Lindsay Schubiner is with the Portland-based organization Western States Center. She is the director of its Momentum program, which is focused on countering white nationalism – and she said it’s clear to many that the future of democracy is in peril.
“The country has watched as bigoted and anti-democracy movements have built political power and have been welcomed into mainstream politics, at least by many people,” said Schubiner. “And that has had enormous and devastating repercussions.”
As an example, she pointed to the white nationalist shooting of ten Black people in Buffalo, New York, in May – and the January 6 insurrection at the nation’s Capitol in an attempt to overturn the results of the 2020 election.

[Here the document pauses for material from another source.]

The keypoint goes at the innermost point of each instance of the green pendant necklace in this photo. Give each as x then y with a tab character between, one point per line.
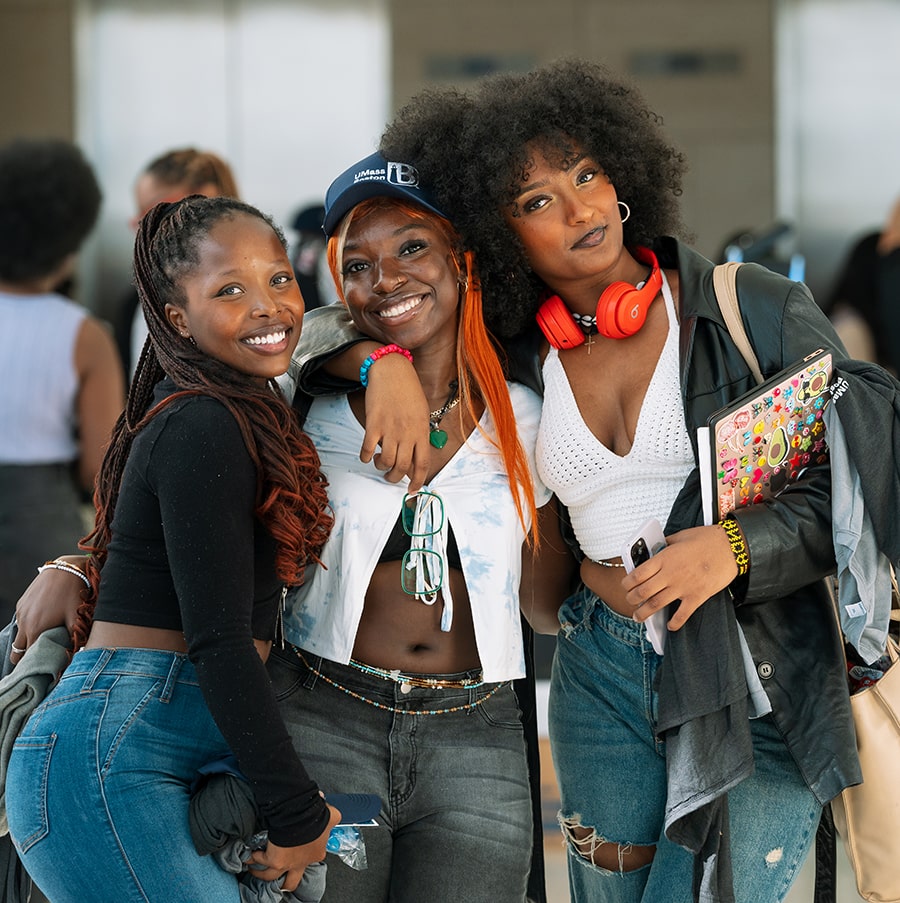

Schubiner said the congressional hearings on January 6 are important because they’re holding people accountable for what happened.
“It’s critical to have elected officials and community leaders speak out clearly, and forcefully and repeatedly,” said Schubiner, “both in support of inclusive democracy, but also to clearly reject the bigoted and anti-democracy movements.”
Schubiner encouraged people to join and organize within local and neighborhood groups.
“We really do have the power to protect our democracy if we take action together,” said Schubiner, “and a lot of that can start at the local level.”